Ich sehe mich auch als Maler, weil meine Arbeiten sehr frontal und visuell sind. In meiner ersten Ausstellung habe ich Malereien gezeigt. Das Beste für einen Künstler wäre ja, eine einzige gute Idee zu haben, diese auszuformulieren und ein Bild zu malen. Dann müsste man kein zweites mehr malen. Aber wenn man bereits am nächsten Bild dran ist, merkt man das alles was man schafft eins ist, zusammengehört. Wie bei einer Discokugel, besteht mein Werk aus in verschiedenen Winkeln angebrachten Elementen.
Je mehr sich die Dinge ändern, umso mehr bleiben sie sich gleich. (Plus ça change, plus c’est la même chose)
In den über 50 Jahren, die Sie nun schon Kunst schaffen, stellen Sie immer wieder die Grenzen zwischen Hoch- und Popkultur in Frage und spielen bewusst mit dem Klischee des Kunstwerks als Dekoration. Was fasziniert Sie am Ready-made?

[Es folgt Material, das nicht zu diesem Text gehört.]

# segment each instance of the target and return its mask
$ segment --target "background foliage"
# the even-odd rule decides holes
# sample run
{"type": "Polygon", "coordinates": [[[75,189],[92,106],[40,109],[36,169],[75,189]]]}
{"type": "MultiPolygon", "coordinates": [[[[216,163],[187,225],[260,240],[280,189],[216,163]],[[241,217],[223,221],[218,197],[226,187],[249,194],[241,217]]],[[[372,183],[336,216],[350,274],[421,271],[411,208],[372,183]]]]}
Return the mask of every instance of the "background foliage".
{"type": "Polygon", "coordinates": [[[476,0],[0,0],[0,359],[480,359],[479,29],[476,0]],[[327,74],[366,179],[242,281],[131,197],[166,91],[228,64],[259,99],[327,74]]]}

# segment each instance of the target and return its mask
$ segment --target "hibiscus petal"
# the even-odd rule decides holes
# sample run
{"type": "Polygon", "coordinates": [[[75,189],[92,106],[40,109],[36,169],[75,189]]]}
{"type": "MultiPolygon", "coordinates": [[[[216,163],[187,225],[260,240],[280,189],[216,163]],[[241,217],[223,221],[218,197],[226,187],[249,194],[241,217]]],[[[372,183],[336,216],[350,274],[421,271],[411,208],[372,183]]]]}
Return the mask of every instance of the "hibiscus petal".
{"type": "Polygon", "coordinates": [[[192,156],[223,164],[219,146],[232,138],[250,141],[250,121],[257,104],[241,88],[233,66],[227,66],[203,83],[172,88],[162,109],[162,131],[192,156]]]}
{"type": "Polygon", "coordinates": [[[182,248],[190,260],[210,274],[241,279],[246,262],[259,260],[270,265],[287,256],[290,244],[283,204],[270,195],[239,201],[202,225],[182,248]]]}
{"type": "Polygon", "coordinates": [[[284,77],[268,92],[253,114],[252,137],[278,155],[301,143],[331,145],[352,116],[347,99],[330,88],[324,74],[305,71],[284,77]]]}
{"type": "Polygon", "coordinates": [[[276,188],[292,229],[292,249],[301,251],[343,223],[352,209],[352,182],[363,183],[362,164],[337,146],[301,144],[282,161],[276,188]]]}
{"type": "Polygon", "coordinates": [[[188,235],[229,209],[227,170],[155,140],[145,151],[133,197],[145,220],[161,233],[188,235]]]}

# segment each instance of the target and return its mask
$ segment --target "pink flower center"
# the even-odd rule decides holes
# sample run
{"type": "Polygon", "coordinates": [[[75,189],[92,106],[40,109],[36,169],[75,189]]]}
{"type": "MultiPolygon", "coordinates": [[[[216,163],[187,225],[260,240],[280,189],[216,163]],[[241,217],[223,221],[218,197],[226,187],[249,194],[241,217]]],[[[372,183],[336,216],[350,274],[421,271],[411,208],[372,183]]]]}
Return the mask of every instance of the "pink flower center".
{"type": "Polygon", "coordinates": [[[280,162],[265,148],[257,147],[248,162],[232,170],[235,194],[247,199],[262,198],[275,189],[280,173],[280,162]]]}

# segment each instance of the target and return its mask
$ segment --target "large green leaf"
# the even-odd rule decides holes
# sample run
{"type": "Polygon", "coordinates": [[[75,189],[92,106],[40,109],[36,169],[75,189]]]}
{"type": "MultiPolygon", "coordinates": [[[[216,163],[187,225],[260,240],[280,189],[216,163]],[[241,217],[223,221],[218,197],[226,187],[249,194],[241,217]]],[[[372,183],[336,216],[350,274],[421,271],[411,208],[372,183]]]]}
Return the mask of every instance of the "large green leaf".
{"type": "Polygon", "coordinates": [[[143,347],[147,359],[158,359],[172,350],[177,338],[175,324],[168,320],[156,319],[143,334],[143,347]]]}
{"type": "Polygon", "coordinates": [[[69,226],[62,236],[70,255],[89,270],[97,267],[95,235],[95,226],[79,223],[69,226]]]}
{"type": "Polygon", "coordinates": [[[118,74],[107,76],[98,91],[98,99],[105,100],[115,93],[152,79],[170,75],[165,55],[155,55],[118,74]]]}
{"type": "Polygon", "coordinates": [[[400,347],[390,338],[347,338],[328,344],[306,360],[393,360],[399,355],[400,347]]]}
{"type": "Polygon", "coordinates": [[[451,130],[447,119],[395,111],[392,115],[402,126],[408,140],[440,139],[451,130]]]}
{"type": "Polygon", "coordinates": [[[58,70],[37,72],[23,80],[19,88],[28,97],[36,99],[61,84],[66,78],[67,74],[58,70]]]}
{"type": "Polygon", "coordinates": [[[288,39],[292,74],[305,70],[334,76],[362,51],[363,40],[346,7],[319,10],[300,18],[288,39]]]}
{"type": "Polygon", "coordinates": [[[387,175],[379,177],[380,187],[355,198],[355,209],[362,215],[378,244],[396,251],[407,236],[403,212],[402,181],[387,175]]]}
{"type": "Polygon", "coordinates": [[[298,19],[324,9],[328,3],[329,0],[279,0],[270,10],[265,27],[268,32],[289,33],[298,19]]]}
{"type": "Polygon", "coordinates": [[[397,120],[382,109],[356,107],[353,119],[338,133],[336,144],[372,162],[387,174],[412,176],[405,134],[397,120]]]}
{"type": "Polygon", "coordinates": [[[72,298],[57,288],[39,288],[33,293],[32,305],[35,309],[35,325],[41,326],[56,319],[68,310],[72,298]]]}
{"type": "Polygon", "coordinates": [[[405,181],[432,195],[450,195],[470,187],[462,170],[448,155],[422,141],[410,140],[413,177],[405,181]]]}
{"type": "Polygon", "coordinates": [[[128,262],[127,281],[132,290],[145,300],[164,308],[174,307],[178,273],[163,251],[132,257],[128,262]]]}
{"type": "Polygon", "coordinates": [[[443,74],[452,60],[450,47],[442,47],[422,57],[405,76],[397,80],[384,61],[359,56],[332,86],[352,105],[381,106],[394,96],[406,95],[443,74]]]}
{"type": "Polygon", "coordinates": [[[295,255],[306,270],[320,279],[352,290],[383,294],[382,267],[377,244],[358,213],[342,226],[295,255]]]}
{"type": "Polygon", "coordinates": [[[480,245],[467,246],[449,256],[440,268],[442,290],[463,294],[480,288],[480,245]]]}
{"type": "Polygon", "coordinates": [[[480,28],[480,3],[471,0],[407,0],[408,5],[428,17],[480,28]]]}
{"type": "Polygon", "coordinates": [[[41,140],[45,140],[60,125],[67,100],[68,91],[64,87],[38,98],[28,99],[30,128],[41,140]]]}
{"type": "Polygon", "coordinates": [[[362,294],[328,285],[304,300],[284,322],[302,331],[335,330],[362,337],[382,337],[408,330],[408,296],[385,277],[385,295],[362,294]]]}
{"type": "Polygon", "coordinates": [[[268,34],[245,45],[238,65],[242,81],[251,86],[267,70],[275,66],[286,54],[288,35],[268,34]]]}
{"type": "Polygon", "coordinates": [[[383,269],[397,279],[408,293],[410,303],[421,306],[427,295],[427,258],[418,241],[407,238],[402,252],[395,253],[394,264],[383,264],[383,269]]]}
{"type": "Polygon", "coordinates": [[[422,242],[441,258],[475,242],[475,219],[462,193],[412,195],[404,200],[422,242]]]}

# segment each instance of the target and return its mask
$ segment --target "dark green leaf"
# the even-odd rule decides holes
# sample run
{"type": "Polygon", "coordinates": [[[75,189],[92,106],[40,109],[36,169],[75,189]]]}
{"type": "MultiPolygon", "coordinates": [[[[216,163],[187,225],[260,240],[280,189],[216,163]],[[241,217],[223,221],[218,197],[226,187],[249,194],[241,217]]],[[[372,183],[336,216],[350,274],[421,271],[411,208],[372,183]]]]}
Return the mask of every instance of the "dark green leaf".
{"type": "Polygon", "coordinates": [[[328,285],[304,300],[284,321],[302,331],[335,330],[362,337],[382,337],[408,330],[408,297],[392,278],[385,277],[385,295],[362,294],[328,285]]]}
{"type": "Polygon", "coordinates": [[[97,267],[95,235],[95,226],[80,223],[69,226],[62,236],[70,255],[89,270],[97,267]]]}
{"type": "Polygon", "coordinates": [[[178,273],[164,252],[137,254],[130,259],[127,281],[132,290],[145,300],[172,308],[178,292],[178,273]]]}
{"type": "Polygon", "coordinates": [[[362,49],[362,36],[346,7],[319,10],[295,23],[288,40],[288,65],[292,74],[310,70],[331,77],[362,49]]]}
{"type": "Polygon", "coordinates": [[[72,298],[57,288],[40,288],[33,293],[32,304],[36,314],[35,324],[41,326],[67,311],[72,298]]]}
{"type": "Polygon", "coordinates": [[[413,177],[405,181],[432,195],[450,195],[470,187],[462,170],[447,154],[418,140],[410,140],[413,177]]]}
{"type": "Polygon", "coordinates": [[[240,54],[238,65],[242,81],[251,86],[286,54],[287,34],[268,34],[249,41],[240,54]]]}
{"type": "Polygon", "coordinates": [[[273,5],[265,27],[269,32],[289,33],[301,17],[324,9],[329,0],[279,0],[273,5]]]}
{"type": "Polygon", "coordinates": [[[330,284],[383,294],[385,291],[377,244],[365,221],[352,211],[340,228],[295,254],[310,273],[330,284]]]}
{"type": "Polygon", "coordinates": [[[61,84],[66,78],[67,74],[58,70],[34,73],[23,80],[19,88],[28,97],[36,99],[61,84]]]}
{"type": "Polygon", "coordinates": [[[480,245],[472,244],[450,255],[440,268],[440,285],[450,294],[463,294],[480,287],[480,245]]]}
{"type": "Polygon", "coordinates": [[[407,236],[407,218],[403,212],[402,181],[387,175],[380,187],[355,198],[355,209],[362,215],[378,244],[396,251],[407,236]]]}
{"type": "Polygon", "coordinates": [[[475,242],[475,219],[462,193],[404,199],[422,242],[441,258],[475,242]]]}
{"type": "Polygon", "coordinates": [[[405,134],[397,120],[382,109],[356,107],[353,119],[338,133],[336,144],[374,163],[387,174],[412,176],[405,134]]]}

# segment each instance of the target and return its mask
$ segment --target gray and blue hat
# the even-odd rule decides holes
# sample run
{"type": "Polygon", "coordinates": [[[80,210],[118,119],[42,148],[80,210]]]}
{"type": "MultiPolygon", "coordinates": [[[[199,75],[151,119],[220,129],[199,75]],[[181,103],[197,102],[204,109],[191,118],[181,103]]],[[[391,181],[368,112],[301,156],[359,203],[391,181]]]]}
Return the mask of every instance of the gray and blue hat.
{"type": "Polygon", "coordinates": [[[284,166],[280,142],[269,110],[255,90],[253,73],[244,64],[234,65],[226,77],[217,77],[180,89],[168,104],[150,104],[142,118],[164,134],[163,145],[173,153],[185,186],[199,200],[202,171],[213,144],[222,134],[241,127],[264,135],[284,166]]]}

Man sieht und hört Dinge und dann rekonstruierst man sie und eignet sie sich damit an. Beständig erschafft man mit der eigenen Wahrnehmung, seine eigene Umgebung, die eigene Welt. Einmal hat meine Lebensgefährtin Sylvie Fleury nach einer Shoppingtour ihre Einkaufstüten vor mir und unserem Freund Olivier Mosset auf den Boden gestellt und sie zum Kunstwerk erklärt. Das war sehr faszinierend. Seitdem sind ihre „Shopping Bags“ in zahlreichen Ausstellungen zu sehen gewesen.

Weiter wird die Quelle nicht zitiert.